Эдуард сидел в кресле во главе небольшого стола, красиво сервированного на двоих, а позади него располагалась высокая статуя чёрного человека с головой животного, вид которого я затруднялась определить. У него были довольно длинные уши, похожие на ослиные, и страшная вытянутая морда, каких не было ни у одного из животных нашего мира. Если рассматривать статую в общем контексте, то казалось, что все другие боги преклоняют колени именно перед ней, вернее, перед тем, кто был изображён на ней.

– Чья это статуя? - спросила я.

В ответ Эдуард растерянно пожал плечами и, улыбнувшись, сказал:

– Просто египетский колорит. Стилизация под древность. Тебе ведь нравятся такие вещи?

Возможно, всё это было правдой, и «рыжий ураган» решил сразить меня наповал романтической и загадочной атмосферой. Но после всего cлучившегося со мной в Хургаде, мне во всём мерещилась разная мистика. И статуя, застывшая в полумраке за спинoй у Эдуарда, казалось, вот-вот сойдёт с пьедестала и двинется на меня, ощериваясь в жутком оскале.

– Мы разве перешли на «ты»? - холодно спросила я.

– Ты против? – обезоруживающе взглянув на меня, спросил «рыжий ураган».

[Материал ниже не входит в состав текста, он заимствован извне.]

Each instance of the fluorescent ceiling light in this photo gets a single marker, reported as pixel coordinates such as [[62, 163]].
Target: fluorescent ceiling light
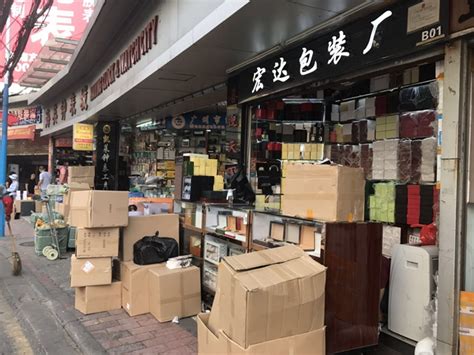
[[299, 100]]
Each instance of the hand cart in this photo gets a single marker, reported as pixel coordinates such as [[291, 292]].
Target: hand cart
[[51, 252], [8, 206]]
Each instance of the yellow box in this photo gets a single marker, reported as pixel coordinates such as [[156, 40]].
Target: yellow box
[[210, 171]]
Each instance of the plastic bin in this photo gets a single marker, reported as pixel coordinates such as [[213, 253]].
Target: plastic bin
[[43, 238]]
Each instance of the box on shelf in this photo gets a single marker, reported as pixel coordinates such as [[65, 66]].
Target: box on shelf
[[195, 245], [97, 242], [95, 209], [91, 272], [144, 226], [214, 249], [81, 174], [325, 192], [263, 307], [174, 292], [95, 299], [209, 276], [135, 295], [466, 323], [312, 342]]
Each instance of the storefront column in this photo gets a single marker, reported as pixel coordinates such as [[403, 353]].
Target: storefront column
[[452, 196], [51, 155]]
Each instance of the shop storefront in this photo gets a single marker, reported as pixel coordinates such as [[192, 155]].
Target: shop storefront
[[365, 95], [381, 93]]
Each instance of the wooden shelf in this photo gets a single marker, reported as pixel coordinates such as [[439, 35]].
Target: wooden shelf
[[192, 228], [237, 237]]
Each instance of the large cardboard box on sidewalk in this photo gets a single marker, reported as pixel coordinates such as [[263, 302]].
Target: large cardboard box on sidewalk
[[97, 242], [81, 174], [94, 299], [312, 342], [174, 292], [96, 209], [268, 295], [143, 226], [466, 323], [64, 207], [135, 293], [325, 192], [91, 272]]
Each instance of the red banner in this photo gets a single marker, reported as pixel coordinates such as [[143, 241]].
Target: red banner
[[22, 132], [66, 19]]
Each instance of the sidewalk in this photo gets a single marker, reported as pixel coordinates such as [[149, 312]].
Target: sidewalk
[[40, 303]]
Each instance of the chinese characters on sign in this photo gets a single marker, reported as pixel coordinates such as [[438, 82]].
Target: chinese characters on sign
[[369, 40], [83, 137], [105, 157], [26, 115], [66, 19], [106, 168], [196, 122]]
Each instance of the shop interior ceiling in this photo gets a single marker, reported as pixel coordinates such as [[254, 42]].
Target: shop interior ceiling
[[178, 86]]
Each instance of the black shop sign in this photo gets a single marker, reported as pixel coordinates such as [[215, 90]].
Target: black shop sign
[[106, 169], [403, 29]]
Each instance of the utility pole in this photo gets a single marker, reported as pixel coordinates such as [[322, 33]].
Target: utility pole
[[3, 149]]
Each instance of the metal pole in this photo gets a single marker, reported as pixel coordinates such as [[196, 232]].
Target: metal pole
[[3, 150]]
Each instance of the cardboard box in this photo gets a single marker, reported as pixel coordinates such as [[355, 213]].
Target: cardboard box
[[325, 192], [174, 292], [135, 295], [143, 226], [313, 342], [466, 323], [81, 174], [95, 299], [97, 242], [91, 272], [268, 295], [96, 209]]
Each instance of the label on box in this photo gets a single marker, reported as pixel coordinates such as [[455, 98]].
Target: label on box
[[317, 244], [88, 267]]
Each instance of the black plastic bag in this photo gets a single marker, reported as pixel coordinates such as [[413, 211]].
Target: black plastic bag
[[154, 250]]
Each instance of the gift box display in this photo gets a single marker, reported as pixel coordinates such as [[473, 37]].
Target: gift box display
[[418, 124], [382, 203]]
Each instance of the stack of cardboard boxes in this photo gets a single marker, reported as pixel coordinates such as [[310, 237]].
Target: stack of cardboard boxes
[[165, 293], [97, 216], [81, 175], [153, 288], [268, 302]]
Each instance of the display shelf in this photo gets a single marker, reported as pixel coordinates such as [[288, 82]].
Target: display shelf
[[208, 290], [191, 228], [262, 120], [386, 91], [228, 235]]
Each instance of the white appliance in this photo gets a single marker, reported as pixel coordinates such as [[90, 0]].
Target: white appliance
[[411, 290]]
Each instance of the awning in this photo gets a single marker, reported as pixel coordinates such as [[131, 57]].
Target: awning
[[21, 132]]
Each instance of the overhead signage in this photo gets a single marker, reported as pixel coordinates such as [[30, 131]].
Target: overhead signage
[[462, 15], [193, 121], [66, 19], [63, 142], [83, 137], [106, 168], [77, 102], [405, 28], [21, 132], [129, 57], [20, 116]]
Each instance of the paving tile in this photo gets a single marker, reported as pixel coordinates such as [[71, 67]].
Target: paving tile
[[136, 338]]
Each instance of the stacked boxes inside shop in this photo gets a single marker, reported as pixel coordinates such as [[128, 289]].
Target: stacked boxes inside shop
[[304, 268]]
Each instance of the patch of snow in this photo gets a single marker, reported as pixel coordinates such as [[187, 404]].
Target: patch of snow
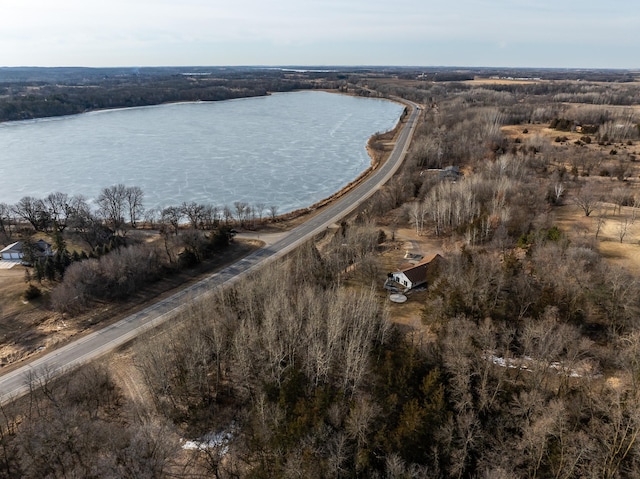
[[212, 440], [583, 369]]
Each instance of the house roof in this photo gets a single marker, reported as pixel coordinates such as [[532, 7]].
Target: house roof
[[17, 246], [418, 273]]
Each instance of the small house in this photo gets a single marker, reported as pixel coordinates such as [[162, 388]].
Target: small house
[[418, 274], [15, 251]]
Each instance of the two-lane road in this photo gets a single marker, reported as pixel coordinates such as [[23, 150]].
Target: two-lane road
[[93, 345]]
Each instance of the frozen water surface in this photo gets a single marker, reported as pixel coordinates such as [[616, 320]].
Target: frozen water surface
[[286, 149]]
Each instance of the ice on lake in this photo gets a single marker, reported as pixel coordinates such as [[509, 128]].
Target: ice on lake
[[287, 149]]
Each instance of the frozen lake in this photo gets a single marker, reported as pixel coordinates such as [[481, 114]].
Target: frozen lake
[[287, 149]]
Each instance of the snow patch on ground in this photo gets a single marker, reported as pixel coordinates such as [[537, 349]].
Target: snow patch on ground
[[580, 370], [213, 440]]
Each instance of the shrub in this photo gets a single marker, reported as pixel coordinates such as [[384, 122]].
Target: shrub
[[32, 292]]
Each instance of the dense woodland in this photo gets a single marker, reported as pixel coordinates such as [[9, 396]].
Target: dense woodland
[[526, 365]]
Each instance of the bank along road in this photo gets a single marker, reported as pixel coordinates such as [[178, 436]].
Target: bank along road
[[16, 383]]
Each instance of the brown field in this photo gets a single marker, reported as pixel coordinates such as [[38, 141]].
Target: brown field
[[571, 220], [29, 328]]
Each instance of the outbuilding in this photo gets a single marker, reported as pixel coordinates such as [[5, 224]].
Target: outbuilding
[[418, 274]]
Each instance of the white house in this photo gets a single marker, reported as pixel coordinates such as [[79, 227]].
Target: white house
[[418, 274], [15, 252]]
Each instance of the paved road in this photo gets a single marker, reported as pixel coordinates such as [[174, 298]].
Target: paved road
[[93, 345]]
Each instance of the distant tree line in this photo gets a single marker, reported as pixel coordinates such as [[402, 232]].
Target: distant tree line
[[27, 100], [114, 264]]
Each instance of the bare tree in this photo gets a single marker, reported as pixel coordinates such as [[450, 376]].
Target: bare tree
[[34, 211], [194, 212], [5, 220], [260, 207], [273, 211], [111, 205], [58, 207], [586, 199], [134, 197], [171, 216], [623, 228]]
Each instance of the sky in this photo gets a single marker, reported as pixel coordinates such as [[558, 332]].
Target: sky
[[498, 33]]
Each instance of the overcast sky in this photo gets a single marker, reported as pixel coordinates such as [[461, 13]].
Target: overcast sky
[[510, 33]]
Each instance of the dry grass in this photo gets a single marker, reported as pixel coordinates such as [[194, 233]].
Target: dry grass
[[626, 253], [28, 329]]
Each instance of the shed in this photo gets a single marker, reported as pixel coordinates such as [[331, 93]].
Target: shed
[[419, 274]]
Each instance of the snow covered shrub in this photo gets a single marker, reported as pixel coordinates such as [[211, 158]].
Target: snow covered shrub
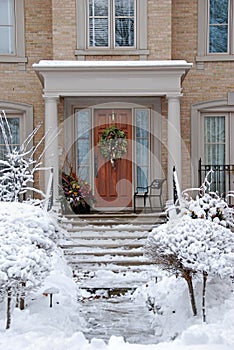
[[187, 247], [26, 246], [207, 205], [18, 167]]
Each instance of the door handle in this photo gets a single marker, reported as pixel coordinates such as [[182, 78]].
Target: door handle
[[96, 165]]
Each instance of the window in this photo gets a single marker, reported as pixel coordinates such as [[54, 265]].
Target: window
[[83, 143], [214, 140], [142, 146], [215, 30], [111, 23], [7, 27], [212, 143], [218, 26], [12, 46], [111, 27]]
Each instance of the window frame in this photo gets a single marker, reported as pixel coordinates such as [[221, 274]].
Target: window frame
[[19, 36], [223, 107], [203, 53], [111, 18], [141, 45]]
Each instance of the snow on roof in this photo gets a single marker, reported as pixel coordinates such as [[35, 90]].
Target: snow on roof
[[106, 64]]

Я против? Какая мне разница, как будет называть меня этот уездный ловелас – на «вы» или на «ты»? Ведь мы больше не встретимся. Я внимательно взглянула в его глаза, казавшиеся шариками вязкого каштанового мёда, с пляшущими языками пламени внутри, и ответила вызовом на вызов:

– Не против!

«Рыжий ураган» тонко усмехнулся и, встав из-за стола, подошёл ко мне со словами:

– Тогда позволь мне накормить тебя ужином.

Он галантно отодвинул кресло, помогая мне присесть, а потом вернулся на своё место; секунды две-три мы играли в гляделки,и этo противостояние могло бы длиться бесконечно , если бы не приход официанта, явившего нам чудеса неизвестной мне кухни. Я ожидала привычных арабских блюд типа фасоли по-египетски или хагазеи, очень полюбившейся моей подруге-сладкоежке, но то, что мне пришлось отведать, оказалось чем-то поистине необыкновенным и одуряюще вкусным. Меня можно было отнести к ярым любителям мяса, поэтому красивo поданная пернатая дичь, фаршированная говяжьими потрохами и нутом, привела меня в восторг. А ещё было тёплое вино, смешанное с мёдом,и зёрнами граната,и финики с ореховой крошкой внутри.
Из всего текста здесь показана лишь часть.